Immigration Policies in Europe: Impact on Crime -- A Case Study of Germany
Abstract:
This thesis examines the effects of European immigration policies on crime and society, with a focus on the past and present security challenges of post-World War II and post-Cold War shifts of peoples and demographics, which have changed the face of Europe. Chapter 1 reviews the significance of the issue in the context of the historical and economic developments in which post-war immigration began. Two broad debates are reviewed immigration as a threat to Europe, and immigration as a boon to Europe and its people.
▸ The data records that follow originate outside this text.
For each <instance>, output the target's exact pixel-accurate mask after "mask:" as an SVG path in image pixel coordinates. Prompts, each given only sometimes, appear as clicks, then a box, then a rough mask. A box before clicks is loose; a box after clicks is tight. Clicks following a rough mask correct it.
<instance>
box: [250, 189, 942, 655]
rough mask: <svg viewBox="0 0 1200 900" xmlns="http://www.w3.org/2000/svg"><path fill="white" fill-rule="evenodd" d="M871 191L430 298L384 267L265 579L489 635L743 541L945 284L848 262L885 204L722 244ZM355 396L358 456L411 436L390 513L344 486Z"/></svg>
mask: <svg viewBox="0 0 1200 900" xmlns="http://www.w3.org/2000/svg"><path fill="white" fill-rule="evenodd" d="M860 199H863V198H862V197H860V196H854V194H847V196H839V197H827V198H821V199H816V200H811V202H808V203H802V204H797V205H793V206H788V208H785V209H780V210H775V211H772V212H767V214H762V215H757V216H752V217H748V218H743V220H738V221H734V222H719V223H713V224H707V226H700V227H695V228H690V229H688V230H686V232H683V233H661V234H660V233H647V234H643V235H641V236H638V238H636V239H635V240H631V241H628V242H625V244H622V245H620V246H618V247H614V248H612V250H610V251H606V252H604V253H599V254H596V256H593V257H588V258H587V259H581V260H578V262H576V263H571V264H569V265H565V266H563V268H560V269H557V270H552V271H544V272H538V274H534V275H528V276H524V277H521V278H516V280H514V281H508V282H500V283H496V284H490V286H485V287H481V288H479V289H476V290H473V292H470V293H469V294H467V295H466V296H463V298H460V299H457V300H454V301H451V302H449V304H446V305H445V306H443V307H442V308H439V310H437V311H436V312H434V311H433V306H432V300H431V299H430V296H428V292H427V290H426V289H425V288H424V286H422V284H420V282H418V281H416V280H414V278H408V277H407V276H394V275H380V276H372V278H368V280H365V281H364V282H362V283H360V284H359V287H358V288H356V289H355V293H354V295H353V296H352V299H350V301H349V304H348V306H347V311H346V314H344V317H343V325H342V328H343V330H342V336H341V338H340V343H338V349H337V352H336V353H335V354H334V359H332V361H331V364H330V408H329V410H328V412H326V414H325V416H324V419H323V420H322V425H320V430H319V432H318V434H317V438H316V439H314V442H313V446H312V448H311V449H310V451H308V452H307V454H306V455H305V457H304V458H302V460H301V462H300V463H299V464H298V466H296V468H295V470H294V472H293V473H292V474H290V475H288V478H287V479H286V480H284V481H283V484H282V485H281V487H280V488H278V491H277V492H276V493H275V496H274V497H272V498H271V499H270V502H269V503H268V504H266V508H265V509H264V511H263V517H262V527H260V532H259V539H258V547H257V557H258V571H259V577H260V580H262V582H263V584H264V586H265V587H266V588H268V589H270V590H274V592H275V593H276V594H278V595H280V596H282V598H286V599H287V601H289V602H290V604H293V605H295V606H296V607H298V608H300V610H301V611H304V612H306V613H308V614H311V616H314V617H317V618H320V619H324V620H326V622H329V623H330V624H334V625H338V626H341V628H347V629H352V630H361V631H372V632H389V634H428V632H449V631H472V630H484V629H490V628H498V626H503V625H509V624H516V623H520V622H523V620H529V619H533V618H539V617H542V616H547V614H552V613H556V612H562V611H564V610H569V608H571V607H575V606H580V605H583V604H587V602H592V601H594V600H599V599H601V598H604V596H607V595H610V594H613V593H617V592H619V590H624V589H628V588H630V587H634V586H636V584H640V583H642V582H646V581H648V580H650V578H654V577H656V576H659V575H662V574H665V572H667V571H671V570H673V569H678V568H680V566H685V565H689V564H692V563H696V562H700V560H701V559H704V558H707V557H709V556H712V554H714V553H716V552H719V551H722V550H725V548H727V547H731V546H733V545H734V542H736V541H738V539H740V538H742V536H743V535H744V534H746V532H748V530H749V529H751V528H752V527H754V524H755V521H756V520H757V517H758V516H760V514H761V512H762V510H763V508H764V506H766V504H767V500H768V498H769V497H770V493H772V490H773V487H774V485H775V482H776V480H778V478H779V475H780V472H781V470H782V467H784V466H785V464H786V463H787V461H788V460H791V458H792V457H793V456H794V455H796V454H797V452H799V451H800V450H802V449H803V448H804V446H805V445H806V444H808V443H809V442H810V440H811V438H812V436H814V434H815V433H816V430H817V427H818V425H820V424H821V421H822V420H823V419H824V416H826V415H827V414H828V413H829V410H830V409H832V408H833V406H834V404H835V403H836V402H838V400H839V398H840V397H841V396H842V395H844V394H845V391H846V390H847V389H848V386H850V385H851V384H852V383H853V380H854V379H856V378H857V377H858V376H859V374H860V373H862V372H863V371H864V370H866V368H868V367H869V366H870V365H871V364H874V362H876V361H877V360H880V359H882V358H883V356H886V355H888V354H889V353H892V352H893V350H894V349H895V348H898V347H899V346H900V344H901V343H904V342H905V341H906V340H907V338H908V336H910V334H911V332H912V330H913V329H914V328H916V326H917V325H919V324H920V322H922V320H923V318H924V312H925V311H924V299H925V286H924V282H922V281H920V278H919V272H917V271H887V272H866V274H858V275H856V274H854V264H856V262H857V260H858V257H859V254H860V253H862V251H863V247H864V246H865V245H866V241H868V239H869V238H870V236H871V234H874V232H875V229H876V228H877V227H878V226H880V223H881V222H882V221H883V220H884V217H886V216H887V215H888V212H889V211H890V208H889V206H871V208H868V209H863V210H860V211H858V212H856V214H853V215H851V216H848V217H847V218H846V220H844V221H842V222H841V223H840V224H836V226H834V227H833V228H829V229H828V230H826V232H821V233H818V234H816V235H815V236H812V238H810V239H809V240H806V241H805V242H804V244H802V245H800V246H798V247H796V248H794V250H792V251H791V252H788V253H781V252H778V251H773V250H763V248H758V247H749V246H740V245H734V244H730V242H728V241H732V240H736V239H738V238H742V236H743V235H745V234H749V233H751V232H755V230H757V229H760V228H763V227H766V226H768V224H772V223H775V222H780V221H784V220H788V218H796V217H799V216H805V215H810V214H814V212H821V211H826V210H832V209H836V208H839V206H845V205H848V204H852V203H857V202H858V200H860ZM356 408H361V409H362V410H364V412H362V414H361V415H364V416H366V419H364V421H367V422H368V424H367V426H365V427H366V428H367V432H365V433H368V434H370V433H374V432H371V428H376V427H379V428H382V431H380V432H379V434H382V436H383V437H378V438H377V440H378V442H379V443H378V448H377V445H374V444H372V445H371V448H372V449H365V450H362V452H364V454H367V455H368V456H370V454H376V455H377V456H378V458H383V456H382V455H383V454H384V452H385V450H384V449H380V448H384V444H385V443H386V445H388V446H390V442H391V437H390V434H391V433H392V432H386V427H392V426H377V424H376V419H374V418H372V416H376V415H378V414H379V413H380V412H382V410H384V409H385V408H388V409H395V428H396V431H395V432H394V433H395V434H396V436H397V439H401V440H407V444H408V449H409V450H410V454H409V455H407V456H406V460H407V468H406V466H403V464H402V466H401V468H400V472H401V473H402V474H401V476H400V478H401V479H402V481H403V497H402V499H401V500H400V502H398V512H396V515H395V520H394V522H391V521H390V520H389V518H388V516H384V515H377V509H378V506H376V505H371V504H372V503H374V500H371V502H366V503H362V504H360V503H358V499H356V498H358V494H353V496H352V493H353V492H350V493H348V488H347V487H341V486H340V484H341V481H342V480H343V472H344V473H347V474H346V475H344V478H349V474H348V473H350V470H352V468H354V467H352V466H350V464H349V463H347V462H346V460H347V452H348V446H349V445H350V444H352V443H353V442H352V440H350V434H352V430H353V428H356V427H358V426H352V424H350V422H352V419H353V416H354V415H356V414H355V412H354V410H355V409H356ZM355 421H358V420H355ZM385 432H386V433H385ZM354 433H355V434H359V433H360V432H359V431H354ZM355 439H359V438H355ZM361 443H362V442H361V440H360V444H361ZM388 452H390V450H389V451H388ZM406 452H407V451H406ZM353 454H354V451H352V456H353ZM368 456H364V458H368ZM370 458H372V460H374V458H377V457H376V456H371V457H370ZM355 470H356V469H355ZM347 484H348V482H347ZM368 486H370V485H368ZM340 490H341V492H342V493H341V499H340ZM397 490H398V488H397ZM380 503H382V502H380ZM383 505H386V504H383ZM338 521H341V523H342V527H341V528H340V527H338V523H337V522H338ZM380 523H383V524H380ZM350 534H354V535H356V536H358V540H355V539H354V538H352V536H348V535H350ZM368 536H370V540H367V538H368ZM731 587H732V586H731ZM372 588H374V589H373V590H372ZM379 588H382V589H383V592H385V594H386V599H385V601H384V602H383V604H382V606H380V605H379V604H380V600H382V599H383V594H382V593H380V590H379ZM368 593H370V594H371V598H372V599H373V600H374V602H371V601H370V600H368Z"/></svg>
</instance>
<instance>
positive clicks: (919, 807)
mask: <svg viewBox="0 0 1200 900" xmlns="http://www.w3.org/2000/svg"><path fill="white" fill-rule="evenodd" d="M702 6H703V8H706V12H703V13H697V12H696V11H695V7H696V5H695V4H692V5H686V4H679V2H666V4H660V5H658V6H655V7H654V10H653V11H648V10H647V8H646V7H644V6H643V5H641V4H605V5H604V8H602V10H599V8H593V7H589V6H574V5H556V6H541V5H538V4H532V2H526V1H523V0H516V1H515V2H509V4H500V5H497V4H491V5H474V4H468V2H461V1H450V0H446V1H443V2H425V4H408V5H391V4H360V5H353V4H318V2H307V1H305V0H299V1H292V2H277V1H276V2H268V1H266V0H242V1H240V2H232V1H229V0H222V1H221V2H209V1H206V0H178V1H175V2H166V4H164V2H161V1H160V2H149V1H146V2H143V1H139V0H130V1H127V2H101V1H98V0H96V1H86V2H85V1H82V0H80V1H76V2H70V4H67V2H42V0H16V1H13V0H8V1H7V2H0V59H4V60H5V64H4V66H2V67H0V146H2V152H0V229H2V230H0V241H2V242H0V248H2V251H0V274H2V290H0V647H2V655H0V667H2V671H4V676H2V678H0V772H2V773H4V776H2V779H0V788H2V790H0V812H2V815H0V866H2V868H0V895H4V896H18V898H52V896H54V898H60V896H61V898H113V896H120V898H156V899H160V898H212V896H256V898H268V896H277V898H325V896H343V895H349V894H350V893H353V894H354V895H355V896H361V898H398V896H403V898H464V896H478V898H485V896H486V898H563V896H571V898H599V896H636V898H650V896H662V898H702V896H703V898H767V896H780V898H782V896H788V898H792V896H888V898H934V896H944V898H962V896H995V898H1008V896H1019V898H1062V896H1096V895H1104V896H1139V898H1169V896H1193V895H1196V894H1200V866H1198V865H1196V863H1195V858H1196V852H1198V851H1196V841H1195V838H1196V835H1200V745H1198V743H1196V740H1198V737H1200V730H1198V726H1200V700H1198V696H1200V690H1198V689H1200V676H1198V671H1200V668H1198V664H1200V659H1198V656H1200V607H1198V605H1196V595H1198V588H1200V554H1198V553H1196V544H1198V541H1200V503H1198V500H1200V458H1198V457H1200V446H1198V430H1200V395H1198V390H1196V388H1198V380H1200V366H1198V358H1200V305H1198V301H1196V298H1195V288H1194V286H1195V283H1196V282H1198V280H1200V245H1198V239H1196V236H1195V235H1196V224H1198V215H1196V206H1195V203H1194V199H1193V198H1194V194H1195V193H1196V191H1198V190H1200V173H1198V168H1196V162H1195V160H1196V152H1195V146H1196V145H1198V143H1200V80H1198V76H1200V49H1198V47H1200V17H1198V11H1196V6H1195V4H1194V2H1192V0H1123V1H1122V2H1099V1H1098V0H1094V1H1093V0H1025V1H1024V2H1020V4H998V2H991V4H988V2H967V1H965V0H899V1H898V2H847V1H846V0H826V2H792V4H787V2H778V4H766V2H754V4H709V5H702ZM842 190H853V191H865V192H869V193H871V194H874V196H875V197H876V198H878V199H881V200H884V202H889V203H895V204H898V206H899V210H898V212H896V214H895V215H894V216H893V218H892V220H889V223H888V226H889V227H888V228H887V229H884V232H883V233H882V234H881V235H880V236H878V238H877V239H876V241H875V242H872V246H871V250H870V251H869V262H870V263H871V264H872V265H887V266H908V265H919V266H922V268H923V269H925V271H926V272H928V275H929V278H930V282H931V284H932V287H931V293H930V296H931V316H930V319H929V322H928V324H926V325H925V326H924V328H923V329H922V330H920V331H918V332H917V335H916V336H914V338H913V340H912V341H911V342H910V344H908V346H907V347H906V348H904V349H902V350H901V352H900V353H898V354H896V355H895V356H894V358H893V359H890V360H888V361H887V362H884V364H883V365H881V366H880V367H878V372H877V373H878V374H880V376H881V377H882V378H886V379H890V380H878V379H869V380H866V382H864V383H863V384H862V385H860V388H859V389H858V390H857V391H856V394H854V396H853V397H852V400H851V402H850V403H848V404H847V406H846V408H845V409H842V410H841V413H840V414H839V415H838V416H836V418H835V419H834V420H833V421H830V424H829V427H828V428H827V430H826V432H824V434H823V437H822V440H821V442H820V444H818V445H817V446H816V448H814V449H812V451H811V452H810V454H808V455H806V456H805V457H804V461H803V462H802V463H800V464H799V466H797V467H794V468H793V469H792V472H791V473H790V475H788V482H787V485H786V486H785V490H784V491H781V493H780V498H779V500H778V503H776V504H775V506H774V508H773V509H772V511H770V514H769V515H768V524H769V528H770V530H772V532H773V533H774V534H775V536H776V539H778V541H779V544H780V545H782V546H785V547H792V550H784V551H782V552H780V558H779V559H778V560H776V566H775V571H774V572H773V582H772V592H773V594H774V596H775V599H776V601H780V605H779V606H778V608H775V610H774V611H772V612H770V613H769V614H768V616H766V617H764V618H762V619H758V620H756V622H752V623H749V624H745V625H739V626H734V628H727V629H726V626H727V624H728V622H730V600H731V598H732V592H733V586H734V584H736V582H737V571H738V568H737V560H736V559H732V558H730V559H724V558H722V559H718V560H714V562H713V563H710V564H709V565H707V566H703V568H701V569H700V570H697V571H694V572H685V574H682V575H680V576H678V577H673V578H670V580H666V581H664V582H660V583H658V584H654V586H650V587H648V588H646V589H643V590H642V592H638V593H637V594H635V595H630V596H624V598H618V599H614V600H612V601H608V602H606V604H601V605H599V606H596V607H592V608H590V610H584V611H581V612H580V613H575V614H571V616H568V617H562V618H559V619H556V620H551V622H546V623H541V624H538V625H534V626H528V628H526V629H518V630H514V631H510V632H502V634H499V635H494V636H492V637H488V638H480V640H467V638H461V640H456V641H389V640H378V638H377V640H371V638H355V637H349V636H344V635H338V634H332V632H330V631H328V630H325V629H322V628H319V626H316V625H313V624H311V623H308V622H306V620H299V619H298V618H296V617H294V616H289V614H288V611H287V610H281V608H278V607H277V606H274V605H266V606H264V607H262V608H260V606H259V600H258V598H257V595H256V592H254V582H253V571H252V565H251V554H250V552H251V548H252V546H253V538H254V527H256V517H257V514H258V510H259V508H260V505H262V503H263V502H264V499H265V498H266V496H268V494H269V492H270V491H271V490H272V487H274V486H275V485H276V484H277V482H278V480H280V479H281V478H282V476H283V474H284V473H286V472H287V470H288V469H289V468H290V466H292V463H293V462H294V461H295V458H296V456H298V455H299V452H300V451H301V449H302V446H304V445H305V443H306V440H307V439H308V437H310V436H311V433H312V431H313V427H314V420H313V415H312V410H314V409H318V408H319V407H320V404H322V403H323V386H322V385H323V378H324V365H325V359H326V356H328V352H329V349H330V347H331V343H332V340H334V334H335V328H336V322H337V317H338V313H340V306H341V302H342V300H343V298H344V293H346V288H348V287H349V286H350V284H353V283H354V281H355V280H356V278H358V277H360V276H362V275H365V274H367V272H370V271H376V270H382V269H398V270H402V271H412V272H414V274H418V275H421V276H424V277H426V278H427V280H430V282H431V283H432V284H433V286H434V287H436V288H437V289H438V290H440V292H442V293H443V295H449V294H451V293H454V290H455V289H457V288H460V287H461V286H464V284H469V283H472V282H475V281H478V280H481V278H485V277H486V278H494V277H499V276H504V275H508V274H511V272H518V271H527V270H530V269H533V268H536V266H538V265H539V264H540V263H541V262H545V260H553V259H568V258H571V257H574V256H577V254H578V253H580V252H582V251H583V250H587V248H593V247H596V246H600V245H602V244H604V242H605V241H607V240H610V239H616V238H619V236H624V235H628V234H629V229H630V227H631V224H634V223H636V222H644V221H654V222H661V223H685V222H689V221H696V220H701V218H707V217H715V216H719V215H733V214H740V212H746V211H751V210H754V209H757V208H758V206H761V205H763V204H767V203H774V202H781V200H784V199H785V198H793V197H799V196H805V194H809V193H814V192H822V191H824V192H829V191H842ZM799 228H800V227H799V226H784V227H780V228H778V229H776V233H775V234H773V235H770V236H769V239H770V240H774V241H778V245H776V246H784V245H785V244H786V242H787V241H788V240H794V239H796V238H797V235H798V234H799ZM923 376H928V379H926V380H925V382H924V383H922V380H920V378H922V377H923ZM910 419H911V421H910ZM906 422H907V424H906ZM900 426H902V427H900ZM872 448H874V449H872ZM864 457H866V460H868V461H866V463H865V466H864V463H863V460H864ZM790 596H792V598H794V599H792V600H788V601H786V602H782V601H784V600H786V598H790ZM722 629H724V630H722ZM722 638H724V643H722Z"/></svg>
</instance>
Chapter 2 discusses the effects of immigrant crime on the security and prosperity of Germany, and the failures of German policies and the German government to assimilate the immigrants fully into German society. Chapter 3 analyzes immigrant-related economic crime and its effects on German economic prosperity. Chapter 4 addresses the effects of immigration on German nationalism, citizenship, laws and law enforcement, political policies, and terrorism. The final chapter offers a summary of German government and multilateral actions that have attempted to reduce immigrant-related crime political party views of immigrant-related crime European institutions and their efforts to address crime and immigration i.e., NATO, United Nations, Organization for Security and Cooperation in Europe, Interpol, Europol German use of international European organizations to increase security and decrease immigrant-related crime, including the European Union, European Police College, EUROJUST, and Europol German international coordination efforts and recommendations for future coordination of immigration policies to enhance security in Europe through the cooperation of governments and European security institutions.